I have done a lot of research that has drawn on data about union-representation elections, originally gathered by the National Labor Relations Board. A few times a year, someone will ask me about working with the NLRB’s data, and I will explain some of the ins and outs.
Back in 2004, when I first started using NLRB data, they were quite difficult to obtain. You usually had to file a Freedom of Information Act (FOIA) request, even though the Board’s records of these elections are supposed to be public once the case has been closed. The situation improved greatly under the Obama Administration. In particular, the NLRB began uploading its closed records to data.gov. For the first time, you could just download the data and work with it!
Simply put, the NLRB botched their data upload. The resulting files have several quirks having to do with their file encodings that make them impossible for many people to work with. They also zipped files into archives that have the wrong names, and they pointed some of their links on data.gov toward the wrong files, such that the user is led to think that data for certain years are missing. Worst of all, they have not provided good codebooks for these files, though some of that information is available elsewhere.
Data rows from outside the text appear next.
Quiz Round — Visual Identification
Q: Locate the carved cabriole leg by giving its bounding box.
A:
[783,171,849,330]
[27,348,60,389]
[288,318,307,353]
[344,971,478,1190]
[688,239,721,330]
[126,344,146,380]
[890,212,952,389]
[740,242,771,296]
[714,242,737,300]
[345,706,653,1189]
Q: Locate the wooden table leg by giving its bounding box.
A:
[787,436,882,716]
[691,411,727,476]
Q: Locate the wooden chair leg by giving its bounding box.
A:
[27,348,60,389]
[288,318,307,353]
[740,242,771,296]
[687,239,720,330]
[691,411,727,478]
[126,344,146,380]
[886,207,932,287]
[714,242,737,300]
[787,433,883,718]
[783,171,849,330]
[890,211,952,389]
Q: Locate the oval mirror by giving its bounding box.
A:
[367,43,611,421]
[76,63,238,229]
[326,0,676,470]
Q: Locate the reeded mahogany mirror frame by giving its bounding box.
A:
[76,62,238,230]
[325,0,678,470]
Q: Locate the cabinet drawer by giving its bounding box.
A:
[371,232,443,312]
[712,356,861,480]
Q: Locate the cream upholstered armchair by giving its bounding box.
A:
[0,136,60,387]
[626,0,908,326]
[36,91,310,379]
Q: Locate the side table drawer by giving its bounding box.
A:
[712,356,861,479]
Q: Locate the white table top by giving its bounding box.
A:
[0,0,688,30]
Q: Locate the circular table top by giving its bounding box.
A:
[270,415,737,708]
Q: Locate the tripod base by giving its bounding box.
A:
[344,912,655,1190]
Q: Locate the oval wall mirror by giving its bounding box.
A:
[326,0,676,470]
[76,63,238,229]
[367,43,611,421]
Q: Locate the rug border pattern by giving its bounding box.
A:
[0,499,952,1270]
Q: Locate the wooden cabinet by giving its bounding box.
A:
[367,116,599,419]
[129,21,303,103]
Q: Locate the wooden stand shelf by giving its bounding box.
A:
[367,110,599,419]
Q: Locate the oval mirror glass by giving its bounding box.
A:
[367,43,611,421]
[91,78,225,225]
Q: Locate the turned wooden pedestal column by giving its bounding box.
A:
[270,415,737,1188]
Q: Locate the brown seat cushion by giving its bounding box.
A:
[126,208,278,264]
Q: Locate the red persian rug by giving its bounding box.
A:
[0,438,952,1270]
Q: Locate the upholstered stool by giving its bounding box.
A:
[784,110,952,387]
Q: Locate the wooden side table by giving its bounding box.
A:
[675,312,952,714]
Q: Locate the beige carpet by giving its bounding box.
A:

In hosting this page, my goal is not to address all of the NLRB’s shortcomings. I do not plan for example to rewrite codebooks for al of their files. (I have included an Excel file that has basic descriptions of each of the files in the database.) Rather, my goal is to assemble as much of the raw NLRB representation-case data in one place, and explain what is available and what is not, so that at least future researchers do not have to reinvent the wheel.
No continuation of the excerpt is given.